1965~1989年の24年間に信州大学医学部歯科口腔外科において治療された悪性唾液腺腫瘍の30例について臨床統計学的検討を加えた。
患者は男性16名, 女性14名よりなり, 大唾液腺腫瘍は11例 (耳下腺6例, 顎下腺5例) , 小唾液腺腫瘍は19例 (口蓋14例, 頬粘膜3例, 口底1例, 舌1例) で, 一次症例が24例, 二次症例が6例であった。
病理学的には13例が腺様嚢胞癌, 10例が多形性腺腫内癌腫, 3例が粘表皮癌, 2例が扁平上皮癌, さらに2例がその他の腺癌と診断された。
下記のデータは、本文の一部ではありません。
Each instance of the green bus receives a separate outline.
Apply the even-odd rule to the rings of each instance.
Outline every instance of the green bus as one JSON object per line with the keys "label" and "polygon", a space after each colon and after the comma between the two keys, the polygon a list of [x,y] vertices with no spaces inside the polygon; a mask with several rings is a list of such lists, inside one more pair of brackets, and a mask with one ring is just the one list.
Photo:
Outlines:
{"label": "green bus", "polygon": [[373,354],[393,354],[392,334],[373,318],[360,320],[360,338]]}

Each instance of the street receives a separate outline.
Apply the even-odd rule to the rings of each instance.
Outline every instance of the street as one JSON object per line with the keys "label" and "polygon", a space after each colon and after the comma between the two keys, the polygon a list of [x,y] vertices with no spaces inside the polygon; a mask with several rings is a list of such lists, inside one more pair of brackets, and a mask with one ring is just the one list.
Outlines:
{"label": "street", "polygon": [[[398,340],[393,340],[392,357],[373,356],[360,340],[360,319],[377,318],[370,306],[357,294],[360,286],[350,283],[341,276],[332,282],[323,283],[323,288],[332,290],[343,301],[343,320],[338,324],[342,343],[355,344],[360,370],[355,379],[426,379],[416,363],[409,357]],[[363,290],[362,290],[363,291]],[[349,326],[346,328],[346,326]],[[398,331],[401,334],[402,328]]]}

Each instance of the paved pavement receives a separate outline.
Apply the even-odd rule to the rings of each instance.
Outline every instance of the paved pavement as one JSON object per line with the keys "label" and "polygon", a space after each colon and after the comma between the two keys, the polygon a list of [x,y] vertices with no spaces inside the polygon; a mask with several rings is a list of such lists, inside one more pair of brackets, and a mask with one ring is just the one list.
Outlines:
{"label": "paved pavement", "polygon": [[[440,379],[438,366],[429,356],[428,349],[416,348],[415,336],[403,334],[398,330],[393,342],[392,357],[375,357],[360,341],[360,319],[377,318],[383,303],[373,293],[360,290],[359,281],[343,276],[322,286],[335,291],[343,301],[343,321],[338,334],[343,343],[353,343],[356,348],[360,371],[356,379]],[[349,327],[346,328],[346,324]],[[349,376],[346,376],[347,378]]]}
初診時の臨床症状としては無痛性の腫脹が最もよくみられ (23/24) , 潰瘍形成, 疼痛, 硬結, 開口障害, 神経麻痺などの悪性病変を示唆するような症状はまれであり, また進展例で認められるのみであった。
80%の症例で外科的切除が行われ, 切除のみが16例, 放射線併用が2例, 化学療法併用が3例, 両者を併用したもの3例であった。
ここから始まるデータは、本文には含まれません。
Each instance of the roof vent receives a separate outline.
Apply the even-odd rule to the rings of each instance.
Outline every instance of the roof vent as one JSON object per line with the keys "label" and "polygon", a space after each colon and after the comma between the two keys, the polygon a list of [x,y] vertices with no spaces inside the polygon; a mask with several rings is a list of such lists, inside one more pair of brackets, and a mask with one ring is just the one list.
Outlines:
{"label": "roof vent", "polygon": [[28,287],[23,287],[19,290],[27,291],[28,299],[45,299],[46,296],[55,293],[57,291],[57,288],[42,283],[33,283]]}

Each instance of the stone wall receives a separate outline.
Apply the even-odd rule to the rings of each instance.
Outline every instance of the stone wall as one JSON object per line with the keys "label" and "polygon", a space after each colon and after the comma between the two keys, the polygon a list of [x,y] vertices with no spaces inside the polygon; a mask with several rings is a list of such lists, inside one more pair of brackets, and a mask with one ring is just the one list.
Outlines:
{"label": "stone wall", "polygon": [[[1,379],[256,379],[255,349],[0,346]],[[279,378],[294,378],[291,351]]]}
二次症例6例について初回治療から当科初診までの期間をみると2年から37年 (平均12.2年) に渡り, 悪性唾液腺腫瘍においては長期間の経過観察の必要性が示唆された。
1990年12月の時点で治療成績は生存16例, 原病死8例, 他病死2例, 不明4例であった。生存例の内訳は多形性腺腫内癌腫8例, 腺様嚢胞癌6例, 粘表皮癌2例であったが腺様嚢胞癌の内3例では遠隔転移あるいは再発が認められている。治療成績は多形性腺腫内癌腫において良好であり腺様嚢胞癌で不良であった。また, 大唾液腺に比べて小唾液腺の方が良好であった。